Adam has disposed of a $75K investment property and simultaneously received a $100K investment property, so Adam has traded equal or up in value based on his net sale price. 

Brian has disposed of a $100K investment property and simultaneously received a $75K investment property plus $25K in cash.  Brian has traded down in value by $25K and received the $25K in cash in order to compensate him for the difference in values.  The $25K is taxable as cash boot received. 

The benefit to Brian would depend on his cost basis.  If his taxable gain was more than $25K then it would provide some benefit (deferral). 

Alternatively, Brian could have set-up a 1031 Exchange with a Qualified Intermediary and the $25K could have been paid to the Qualified Intermediary and then used toward the purchase of a second replacement property. 

Medium exeter 1031 clr cntr bBill Exeter, Exeter 1031 Exchange Services, LLC | [email protected] | (619) 239‑3091 | http://www.Exeter1031.com

Originally posted by @Jeni Lang:

That was my understanding. Thank you.

I was also under the impression that you could defer the taxes on the net sale while being taxed on the difference. That could maybe make a difference for someone.

Let's say Adam has his $75K rental.

Charlie has a $500K multi-family rental.

Adam trades cash plus property to Charlie. Adam gets a 1031 exchange.

Can Charlie defer a small portion of the taxes by participating in the exchange?

You can trade down in value.  Its referred to as a partial 1031 Exchange.  However, if you trade too far down in value, then you would not defer any taxes.  So, in your example above, if you traded down from $500K to $75K, he would likely recognize all of his taxable gain.  The easy formula to look at is to calculate your total taxable gain (capital gain and depreciation recapture).  If you trade down by more than your total taxable gain, you will recognize all of your taxable gain and receive no benefit from doing a 1031 Exchange.

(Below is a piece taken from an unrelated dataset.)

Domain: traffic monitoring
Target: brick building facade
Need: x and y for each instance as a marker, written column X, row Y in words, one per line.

Medium exeter 1031 clr cntr bBill Exeter, Exeter 1031 Exchange Services, LLC | [email protected] | (619) 239‑3091 | http://www.Exeter1031.com

No there is no benefit, exchanges are not about trading properties in the sense you are trying to do.  An exchange is taking your equity from one your properties and moving the equity into another property to defer paying the taxes to a later date.  There are VERY specific rules regarding this and it should be researched very carefully.  If you miss a date or choose an exchange property incorrectly you can end up paying the tax and pay for an expensive escrow.

I thought I would jump in here again to clarify a few things.  There are a number of posts/comments that are not exactly correct.  First, there are two types of exchanges, and it is important to clarify them.  One strategy is referred to as "equity exchanging,"  which does not involve a tax-deferred strategy/component, and the other strategy is a 1031 Exchange, which is all about deferring the payment of the taxes. 

An equity exchange may or may not involve a tax-deferred exchange component and a tax-deferred exchange may or may not involve an equity exchange.  There are groups that specialize in equity exchanges such as the National Council of Exchangors (NCE) or the Society of Exchange Counselors (SEC).

@Martin Scherer  Exchanges can be about trading properties.  Equity exchanging is all about trading properties (not deferring the taxes).  They may be structured as two party swaps or they may involve numerous parties or "legs" to the transaction. 

Medium exeter 1031 clr cntr bBill Exeter, Exeter 1031 Exchange Services, LLC | [email protected] | (619) 239‑3091 | http://www.Exeter1031.com

What you are saying is correct Bill but you are not quoting what I said.  I am talking about moving your equity into another property with the express purpose of deferring taxes.

The OP was talking about was there a specific benefit such as a tax benefit to the larger property from exchanging down and I said "no" there is no benefit.

Of course you can do exchanges with legs and multiple parties but that is not what the poster was asking nor what I was answering.